I had this student once who talked about how she could never just sit still. How she always had to stay busy. It was almost impossible for her to lay down and rest, even when she was sick. That’s how I am. But it’s not because I can’t sit down and chill. It’s because I feel like if I do, then the world is going to end. Bills need to be paid, dishes need to be done, cats need shots, the roof needs to be fixed, dogs need to be walked. There is an endless list of stuff always whirring around in my head so it takes tremendous fortitude for me to say ‘fuck it’ and just sit down and chill and to accept the mayhem that surrounds me.

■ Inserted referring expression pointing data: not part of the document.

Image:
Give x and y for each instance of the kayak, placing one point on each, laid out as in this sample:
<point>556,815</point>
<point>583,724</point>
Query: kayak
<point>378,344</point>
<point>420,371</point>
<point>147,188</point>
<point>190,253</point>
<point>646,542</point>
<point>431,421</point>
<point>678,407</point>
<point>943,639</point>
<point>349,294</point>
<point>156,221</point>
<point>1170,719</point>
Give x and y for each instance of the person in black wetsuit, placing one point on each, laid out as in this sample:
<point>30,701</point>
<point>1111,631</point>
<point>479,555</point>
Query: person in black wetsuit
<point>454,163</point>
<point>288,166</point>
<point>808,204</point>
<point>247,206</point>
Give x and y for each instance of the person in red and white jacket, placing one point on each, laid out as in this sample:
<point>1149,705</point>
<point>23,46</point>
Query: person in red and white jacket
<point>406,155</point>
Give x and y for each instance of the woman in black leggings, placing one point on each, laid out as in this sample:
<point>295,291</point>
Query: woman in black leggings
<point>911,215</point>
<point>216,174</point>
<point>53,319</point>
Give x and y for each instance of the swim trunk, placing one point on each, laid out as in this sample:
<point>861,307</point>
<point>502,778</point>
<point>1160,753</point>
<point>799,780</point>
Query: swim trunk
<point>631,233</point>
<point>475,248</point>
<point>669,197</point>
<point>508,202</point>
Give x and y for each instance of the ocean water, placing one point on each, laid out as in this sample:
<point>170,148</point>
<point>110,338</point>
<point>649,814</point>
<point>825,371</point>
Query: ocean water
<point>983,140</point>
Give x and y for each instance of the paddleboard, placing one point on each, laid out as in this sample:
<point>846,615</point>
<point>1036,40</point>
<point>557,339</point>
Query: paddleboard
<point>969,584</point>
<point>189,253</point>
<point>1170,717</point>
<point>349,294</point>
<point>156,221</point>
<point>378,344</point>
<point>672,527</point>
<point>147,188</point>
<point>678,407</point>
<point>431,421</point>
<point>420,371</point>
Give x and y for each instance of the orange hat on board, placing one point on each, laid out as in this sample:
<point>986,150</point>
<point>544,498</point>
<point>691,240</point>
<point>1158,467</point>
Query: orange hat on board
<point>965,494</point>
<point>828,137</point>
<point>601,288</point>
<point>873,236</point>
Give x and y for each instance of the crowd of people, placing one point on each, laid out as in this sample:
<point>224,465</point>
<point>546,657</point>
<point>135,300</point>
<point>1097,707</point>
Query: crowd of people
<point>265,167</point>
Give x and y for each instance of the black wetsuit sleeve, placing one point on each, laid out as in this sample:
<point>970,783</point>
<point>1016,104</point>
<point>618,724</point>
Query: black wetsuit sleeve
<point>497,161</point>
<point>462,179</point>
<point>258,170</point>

Now, in 2017, I’m finally getting it. I finally understand why. I can’t sit still and not stay busy because I haven’t – in the past – liked to remember that I’m alone. At least if I’m doing things all the time (usually for other people, directly or indirectly), then I don’t have to think about the fact that I’m alone. Doing things becomes my way of staying connected. Which isn’t necessarily a bad thing. But it’s a thing. Like if I’m running around because I’m going to make a nice dinner for my family, then that’s nice. Or if I’m running around because the dog’s nails need to be trimmed to be happy, then that’s nice, too. But the part that is not nice is that I’m not running around enough for me.
So in 2017 that’s my resolution. If I’m going to run around, I’m doing it for moi more. And it may remind me that I’m alone but so be it. I’ll remember myself as a kid being happy on my own and hopefully that will be enough. I’ll remember that being content and being alone is an example that I can set my family. That nobody has to be there to complete you. That you are complete unto yourself. Because if you go through life thinking someone else is going to complete you, then you are fucked from the start.